So how do we find $\theta$? As before, by maximizing the probability of the observed data under our model. Again, this is equivialent to maximizing the log probability of the observed data under the model.

\[\begin{align} \theta_{MLE} &= \max_\theta p(x \vert \theta) \\ &= \max_\theta \log p(x \vert \theta) \\ &= \max_\theta \log \int_z p(x \vert z, \theta)p(z) \,. \end{align}\]

Note: I removed the dependence on $\theta$ in the prior, because our prior $p(z)$ does not have any parameters.

Just to be very clear what I mean, I’ll write out the full definition of $p(x \vert \theta)$ for our model,

\[p(x \vert \theta) = \int_z p(x \vert z, \theta)p(z) = \int_{z_1} ... \int_{z_K} \prod_{j=1}^{784} \text{Bernoulli}(x_j \vert p=p_j) \prod_{i=1}^K \mathcal{N}(z_i \vert \mu=0, \sigma=1) \,,\]

where $p_j$ are the output of the neural network.

We’ll continue with the simple form however, to keep things somewhat neat.

Computing $p(x \vert \theta)$ or $\log p(x \vert \theta)$

So it all boils down to computing $p(x \vert \theta)$ or $\log p(x \vert \theta)$, so we can maximize it.

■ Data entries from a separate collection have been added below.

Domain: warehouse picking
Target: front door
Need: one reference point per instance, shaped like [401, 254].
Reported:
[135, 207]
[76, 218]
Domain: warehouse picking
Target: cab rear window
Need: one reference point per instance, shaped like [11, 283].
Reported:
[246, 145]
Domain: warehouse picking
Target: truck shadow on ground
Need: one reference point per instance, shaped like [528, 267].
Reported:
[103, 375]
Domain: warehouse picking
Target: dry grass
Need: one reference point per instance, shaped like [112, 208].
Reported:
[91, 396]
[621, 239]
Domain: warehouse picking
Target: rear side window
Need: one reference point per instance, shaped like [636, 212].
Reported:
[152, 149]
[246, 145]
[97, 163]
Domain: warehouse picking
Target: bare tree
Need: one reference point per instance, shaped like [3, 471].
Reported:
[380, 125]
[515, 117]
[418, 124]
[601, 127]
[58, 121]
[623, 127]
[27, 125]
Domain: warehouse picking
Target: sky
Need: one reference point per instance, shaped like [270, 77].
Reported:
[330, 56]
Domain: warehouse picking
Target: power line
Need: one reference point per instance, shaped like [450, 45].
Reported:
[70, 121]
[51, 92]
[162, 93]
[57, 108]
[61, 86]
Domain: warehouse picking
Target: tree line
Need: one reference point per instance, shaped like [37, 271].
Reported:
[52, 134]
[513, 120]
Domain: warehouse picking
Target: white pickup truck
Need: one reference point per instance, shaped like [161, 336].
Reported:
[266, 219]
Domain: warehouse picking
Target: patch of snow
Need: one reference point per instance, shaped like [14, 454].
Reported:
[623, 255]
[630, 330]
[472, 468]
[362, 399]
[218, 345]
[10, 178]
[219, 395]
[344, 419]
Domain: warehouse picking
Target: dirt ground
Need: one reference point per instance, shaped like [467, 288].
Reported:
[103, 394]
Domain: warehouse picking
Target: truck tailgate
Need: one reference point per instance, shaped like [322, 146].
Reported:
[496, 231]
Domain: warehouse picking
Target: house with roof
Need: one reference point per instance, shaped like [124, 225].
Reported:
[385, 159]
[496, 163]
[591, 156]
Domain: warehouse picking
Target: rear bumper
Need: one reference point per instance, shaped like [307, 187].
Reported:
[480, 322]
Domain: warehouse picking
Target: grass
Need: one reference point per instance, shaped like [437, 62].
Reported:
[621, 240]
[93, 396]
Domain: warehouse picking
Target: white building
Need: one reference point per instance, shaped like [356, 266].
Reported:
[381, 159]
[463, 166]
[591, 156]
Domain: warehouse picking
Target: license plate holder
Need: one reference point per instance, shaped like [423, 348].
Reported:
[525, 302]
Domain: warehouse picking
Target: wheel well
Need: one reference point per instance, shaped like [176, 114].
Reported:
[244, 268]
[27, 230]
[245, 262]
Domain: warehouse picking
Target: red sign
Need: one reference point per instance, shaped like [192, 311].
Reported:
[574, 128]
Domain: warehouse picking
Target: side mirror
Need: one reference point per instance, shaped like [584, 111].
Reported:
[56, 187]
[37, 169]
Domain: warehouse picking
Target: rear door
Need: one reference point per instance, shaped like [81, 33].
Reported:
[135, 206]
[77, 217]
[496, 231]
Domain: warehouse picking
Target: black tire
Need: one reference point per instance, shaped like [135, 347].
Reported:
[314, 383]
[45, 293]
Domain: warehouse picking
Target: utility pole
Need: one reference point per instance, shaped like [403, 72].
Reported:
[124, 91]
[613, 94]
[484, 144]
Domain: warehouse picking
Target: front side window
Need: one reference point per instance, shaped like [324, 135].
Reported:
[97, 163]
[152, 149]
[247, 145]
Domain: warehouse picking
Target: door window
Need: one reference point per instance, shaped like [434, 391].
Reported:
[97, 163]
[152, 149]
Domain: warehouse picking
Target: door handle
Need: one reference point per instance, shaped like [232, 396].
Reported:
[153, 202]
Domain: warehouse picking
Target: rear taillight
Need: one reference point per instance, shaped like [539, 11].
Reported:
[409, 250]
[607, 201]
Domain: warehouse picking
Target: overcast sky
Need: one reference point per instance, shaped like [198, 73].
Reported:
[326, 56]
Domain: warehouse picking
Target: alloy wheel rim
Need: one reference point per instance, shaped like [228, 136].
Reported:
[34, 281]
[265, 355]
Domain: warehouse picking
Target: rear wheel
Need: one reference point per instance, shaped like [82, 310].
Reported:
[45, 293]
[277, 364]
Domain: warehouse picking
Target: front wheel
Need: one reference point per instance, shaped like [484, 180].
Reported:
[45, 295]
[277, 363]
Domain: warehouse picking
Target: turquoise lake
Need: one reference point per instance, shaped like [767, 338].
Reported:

How to do this, precisely and efficiently is really one of the core questions of latent variable models. A plethora of methods have been proposed, and it’s instructive to go through some of them before getting to how VAEs approach it. I’ll try to proceed in the order of simplest first, and show how and when those approaches come up short, which will motivate the more advanced approaches.

Approach 1 - Estimate $p(x \vert \theta)$ with samples

First we’ll note that by definition of the expectation, $p(x \vert \theta)$ is equal to the expectation over $p(x \vert z, \theta)$ with $z$ drawn from $p(z)$,

\[p(x \vert \theta) = \int_z p(x \vert z, \theta)p(z) = \mathbb{E}_{z \sim p(z)} p(x \vert z, \theta) \,.\]

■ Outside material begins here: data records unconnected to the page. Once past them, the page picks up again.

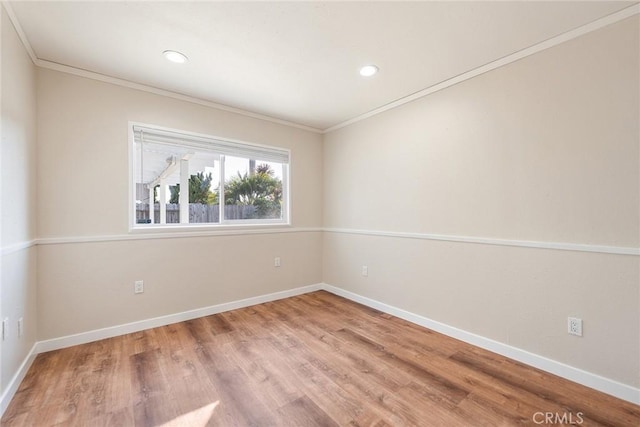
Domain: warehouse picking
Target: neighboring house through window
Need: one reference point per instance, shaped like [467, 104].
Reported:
[181, 178]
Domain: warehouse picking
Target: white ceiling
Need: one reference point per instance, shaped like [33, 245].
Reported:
[295, 61]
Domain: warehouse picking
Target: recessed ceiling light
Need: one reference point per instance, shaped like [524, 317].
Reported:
[174, 56]
[368, 70]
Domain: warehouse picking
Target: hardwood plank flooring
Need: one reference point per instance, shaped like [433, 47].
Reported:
[311, 360]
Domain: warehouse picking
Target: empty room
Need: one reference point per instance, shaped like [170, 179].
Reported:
[320, 213]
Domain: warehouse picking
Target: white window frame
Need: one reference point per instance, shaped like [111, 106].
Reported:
[223, 223]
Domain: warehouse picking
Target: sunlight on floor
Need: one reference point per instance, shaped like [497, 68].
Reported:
[197, 418]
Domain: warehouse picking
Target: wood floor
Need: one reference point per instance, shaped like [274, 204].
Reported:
[311, 360]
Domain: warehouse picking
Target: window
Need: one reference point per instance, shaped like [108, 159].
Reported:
[180, 179]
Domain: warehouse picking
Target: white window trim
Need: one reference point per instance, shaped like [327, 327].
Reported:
[238, 224]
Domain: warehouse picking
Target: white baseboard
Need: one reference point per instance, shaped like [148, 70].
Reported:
[597, 382]
[579, 376]
[114, 331]
[13, 385]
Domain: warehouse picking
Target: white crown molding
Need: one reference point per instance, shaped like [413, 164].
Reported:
[554, 41]
[173, 234]
[17, 378]
[577, 247]
[569, 35]
[605, 385]
[139, 86]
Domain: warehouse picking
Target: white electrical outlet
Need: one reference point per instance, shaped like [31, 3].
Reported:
[138, 287]
[575, 326]
[5, 328]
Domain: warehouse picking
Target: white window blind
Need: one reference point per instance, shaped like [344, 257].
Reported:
[143, 135]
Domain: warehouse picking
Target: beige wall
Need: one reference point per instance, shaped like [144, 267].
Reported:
[544, 149]
[17, 201]
[83, 193]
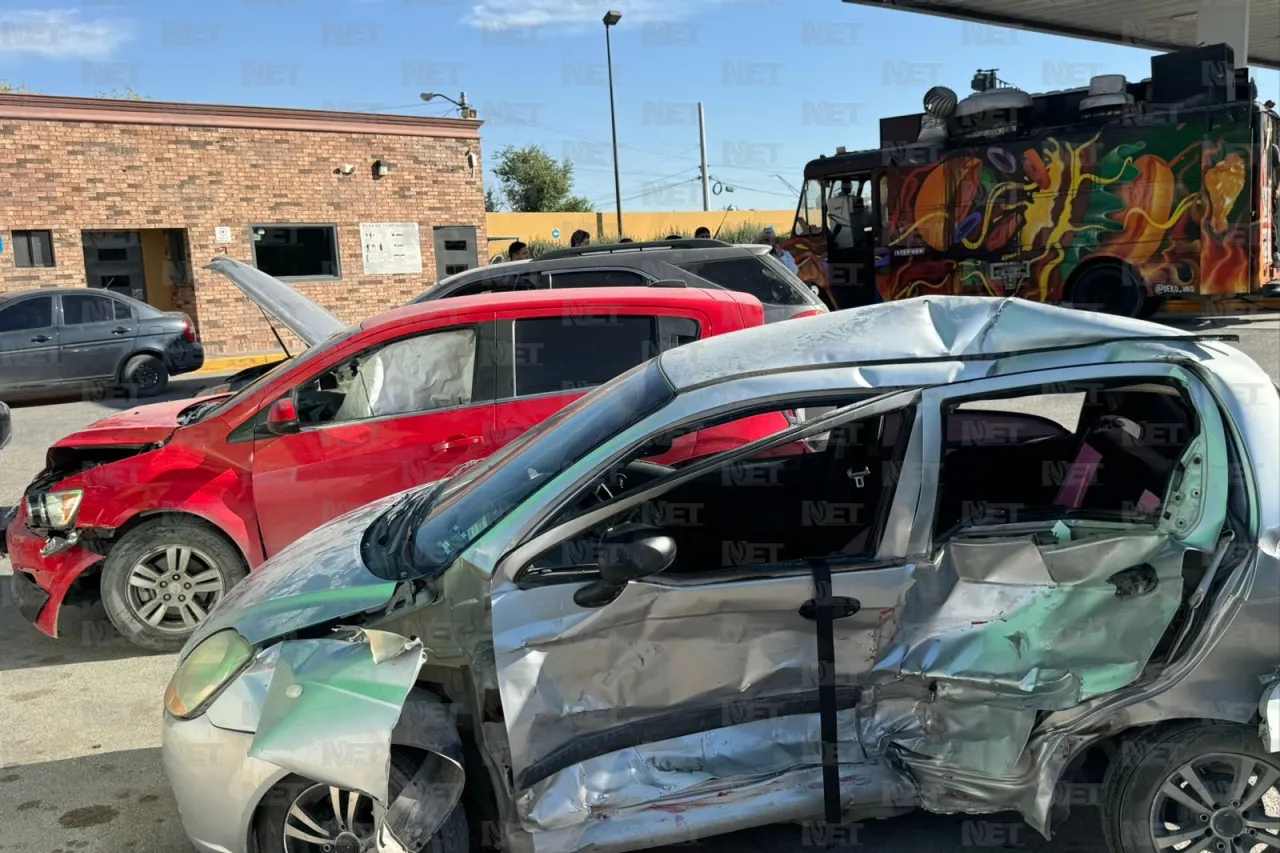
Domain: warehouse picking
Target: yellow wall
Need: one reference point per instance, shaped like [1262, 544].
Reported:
[603, 227]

We can write the expectation as an average over an infinite amount of samples from $p(z)$,

\[p(x \vert \theta) = \mathbb{E}_{z \sim p(z)} p(x \vert z, \theta) = \lim_{N \rightarrow \infty } \frac{1}{N} \sum_{i=1}^N p(x \vert z_i \sim p(z), \theta) \,.\]

Unfortunately, we can’t sample an infinite amount of samples, so we’ll have to sample a finite amount, which means we’ll be approximating this expectation

\[p(x \vert \theta) = \mathbb{E}_{z \sim p(z)} p(x \vert z, \theta) \approx \frac{1}{N} \sum_{i=1}^N p(x \vert z_i \sim p(z), \theta) \,.\]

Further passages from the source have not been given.